When teaching new methods, we always start out with simple ODEs to
explain the very basics of the technicalities. Then we extend the
methodology progressively using more advanecd models that build on
what we have learned through the simpler ones. In this way, new
mathematical or programming techniques are introduced in problems of
the simplest possible type (but no simpler!), yet of a relevance that
carries directly over to advanced PDE problems.
Through the simplify, understand, and generalize paradigm, one
will view a complex scientific application as an assembly of pieces
that can be understood separately and then brought together (perhaps
with considerable efforts!) to solve the problem in a reliable way.
Our focus throughout the course is two-fold: 1) how to do it, and 2)

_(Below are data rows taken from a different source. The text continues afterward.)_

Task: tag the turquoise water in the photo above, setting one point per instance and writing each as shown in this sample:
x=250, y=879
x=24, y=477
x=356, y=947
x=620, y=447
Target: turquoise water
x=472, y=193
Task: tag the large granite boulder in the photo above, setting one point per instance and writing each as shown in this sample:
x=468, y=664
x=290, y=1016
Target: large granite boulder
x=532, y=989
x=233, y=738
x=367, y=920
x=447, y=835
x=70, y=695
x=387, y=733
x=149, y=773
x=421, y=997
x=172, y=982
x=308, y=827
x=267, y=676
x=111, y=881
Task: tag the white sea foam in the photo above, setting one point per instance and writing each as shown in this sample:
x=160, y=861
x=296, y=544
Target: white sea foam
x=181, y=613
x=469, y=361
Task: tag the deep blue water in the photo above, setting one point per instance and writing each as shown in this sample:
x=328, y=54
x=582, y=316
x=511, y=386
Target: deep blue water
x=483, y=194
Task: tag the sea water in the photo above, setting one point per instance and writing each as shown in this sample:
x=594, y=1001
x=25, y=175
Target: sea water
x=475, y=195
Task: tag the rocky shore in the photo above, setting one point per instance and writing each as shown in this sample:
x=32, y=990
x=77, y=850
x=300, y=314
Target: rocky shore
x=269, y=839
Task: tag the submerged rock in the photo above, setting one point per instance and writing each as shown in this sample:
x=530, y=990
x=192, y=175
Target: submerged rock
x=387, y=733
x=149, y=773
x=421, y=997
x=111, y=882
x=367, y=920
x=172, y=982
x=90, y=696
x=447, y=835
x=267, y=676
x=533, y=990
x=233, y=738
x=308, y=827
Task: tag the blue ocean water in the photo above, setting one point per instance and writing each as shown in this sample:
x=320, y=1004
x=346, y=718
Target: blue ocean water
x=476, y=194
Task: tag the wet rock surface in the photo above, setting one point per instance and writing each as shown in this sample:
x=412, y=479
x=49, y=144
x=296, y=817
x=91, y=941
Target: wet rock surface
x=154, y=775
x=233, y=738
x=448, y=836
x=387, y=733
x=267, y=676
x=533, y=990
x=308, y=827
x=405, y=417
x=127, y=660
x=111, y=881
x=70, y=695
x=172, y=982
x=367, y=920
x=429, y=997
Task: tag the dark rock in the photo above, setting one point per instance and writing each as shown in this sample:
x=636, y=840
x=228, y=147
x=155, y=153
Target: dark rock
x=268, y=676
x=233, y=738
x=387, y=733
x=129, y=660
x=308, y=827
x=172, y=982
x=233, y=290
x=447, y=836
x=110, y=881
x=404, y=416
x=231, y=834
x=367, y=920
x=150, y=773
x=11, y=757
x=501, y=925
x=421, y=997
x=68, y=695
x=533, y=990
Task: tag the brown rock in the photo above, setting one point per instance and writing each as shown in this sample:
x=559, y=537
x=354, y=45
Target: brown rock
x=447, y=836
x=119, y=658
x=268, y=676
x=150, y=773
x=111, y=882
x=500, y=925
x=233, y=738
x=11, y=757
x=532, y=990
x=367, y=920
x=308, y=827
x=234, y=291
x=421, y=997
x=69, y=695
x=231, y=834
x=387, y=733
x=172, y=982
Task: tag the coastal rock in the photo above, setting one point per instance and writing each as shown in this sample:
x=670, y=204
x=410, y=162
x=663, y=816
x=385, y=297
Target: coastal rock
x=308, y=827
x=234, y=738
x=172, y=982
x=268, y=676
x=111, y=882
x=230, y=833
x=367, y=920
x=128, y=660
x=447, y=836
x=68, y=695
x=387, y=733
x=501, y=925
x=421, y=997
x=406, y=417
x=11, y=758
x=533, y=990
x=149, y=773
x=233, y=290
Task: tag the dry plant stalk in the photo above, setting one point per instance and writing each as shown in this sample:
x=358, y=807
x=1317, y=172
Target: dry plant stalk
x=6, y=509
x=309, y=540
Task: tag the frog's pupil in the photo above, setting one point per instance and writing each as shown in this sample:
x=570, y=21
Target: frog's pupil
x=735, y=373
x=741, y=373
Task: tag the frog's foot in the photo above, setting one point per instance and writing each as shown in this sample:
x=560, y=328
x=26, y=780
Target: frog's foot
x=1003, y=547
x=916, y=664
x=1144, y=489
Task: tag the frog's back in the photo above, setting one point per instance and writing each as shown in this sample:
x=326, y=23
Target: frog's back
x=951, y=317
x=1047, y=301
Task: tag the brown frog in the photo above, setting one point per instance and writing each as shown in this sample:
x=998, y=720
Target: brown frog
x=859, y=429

how to assess the quality.
Compulsory exercises and projects
Hans Petter Langtangen (hpl at ifi.uio.no)
Xing Cai (xingca at ifi.uio.no)
Compulsory exercises and projects
These exercises and projects must be submitted before prescribed deadlines in a github.com repo and assessed in the corresponding assessment lectures (under guidance of the teaching assistant), where groups of four students are automatically formed, each student discusses and provides feedback on the exercises done by the three other students.
Each student must do both the compulsory projects, and in addition finish at least 3 (out of 5) smaller mandatory exercises.
Files for the course
All example codes are available from
https://github.com/hplgit/num-methods-for-PDEs/tree/master/src.
All written course material (textbook chapters and lectures) are
available at
http://hplgit.github.io/num-methods-for-PDEs/doc/pub/index.html.
You may access these resources directly on the web, or you may have
a local copy on your computer:
Terminal> git clone https://github.com/hplgit/num-methods-for-PDEs.git INF5620-resources
This gives you a directory INF5620-resources
with all the
published course material. The written material is in doc/pub
and
the computer codes in src
. As the material undergoes updates throughout
the course, you must frequently get these updates by going to the
INF5620-resources
project and doing
Terminal> git pull origin master
Warning.
The GitHub project
num-methods-for-PDEs
is automatically generated
from source files in another project. Therefore, if you see some
typo or error,
do not fork the project, correct the file and send
me a pull request, which would be the normal procedure to contribute
to file development with Git. Report the error instead in email to
hpl@ifi.uio.no since the error must
be corrected in the source files that generate the
published files in the
num-methods-for-PDEs
project.
Exam
See previous exams for examples on topics for the final exam.